From: Richard B. Johnson (root@chaos.analogic.com)
Date: Fri Nov 17 2000 - 15:27:28 EST


On Fri, 17 Nov 2000, Russell King wrote:

> Richard B. Johnson writes:
> > It's Intel assembly on Intel machines. It's a hell of a lot more
> > readable than AT&T assembly. This stuff has to be set up before you
> > have any resources necessary to execute the output of a 'C' compiler,
> > so, if you are looking for 'C' syntax, you are out of luck.
>
> Hello Dick!
>
> Come in!
>
> I don't care about what style of assembly it is. Believe it or not,
> this may come as a dramatic revelation to you, but not every single
> person on this planet knows X86 assembler of any form.
>
> I am one of the lucky people who doesn't have his brain crambed full
> of the intracies of such a language. Instead I have my brain full of
> ARM assembler instead, which is a hell of a lot more readable than
> X86 assembler.
>
> Therefore, you quoting bits of X86 assembler to me is meaningless.
>
> -EAGAIN (try again)

Okay. I'll bite (byte). The last port available is 0xffff. It's an
odd number, so start at 0xfffe because all the PCI port bases start
at even numbers (actually long words).

Then, you read the port as a WORD (16 bits). If nothing responds,
you get the value of 0xffff. If somebody is responding, you will
read something if it's enabled for writes by devices (reads by the CPU).

You keep decrementing the port number by 2 until either somebody responds
or you get to 0x1000. The lowest port number, without anybody reponding
is the first port you can allocate.
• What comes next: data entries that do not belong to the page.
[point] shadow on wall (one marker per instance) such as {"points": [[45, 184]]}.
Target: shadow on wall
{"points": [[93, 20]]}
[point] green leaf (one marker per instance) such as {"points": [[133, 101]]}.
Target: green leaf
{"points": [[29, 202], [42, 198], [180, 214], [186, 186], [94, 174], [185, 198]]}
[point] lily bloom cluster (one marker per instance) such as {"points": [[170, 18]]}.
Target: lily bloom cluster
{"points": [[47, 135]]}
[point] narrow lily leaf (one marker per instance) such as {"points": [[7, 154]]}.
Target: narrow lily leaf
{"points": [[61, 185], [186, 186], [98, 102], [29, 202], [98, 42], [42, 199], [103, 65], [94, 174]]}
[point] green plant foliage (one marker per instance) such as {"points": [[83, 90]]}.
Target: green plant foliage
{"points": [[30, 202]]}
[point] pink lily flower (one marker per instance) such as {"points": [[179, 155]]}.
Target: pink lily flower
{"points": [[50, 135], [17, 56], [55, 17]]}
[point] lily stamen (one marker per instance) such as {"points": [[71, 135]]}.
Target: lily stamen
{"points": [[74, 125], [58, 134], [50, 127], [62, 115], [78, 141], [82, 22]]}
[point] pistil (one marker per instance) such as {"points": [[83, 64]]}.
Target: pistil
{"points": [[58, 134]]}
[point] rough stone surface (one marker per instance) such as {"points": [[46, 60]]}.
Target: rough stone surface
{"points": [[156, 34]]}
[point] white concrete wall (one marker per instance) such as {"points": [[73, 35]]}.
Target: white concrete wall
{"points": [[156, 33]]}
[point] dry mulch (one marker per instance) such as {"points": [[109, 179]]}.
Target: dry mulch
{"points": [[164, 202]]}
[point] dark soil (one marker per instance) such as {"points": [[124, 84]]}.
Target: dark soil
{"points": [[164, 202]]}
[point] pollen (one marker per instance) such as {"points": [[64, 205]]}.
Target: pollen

However, the allocation has to
be a correct PCI allocation, i.e., if somebody wants 16 bytes, you
must allocate on a 16-byte boundary, potentially wasting 15 bytes
of address space.

The first aliased addresses will usually start to appear below 0x8000.
This typically gives you almost 32k of I/O space to allocate.

Since PCI devices can come alive in just about any state, before
you actually do the snoop, your code should disable I/O for all
PCI devices found except the first bridge. You do this by reading
the second longword for each device, anding off the lowest 3 bits,
then writing it back. (Command/Status register). The low word is
the command register. The high word is the status register. Since
any bits set in the status register, will be written back (this
is how the bits get reset), you automatically reset any errors the
device may have accumulated upon startup.

If you have a PCI to ISA bridge (like PIIX4) , you have to enable
it even though ISA bridge decodes are full 32-bit decodes. This is
because the board itself will not do a 32-bit decode and can result in
aliases.

Cheers,
Dick Johnson

Penguin : Linux version 2.4.0 on an i686 machine (799.54 BogoMips).

"Memory is like gasoline. You use it up when you are running. Of
course you get it all back when you reboot..."; Actual explanation
obtained from the Micro$oft help desk.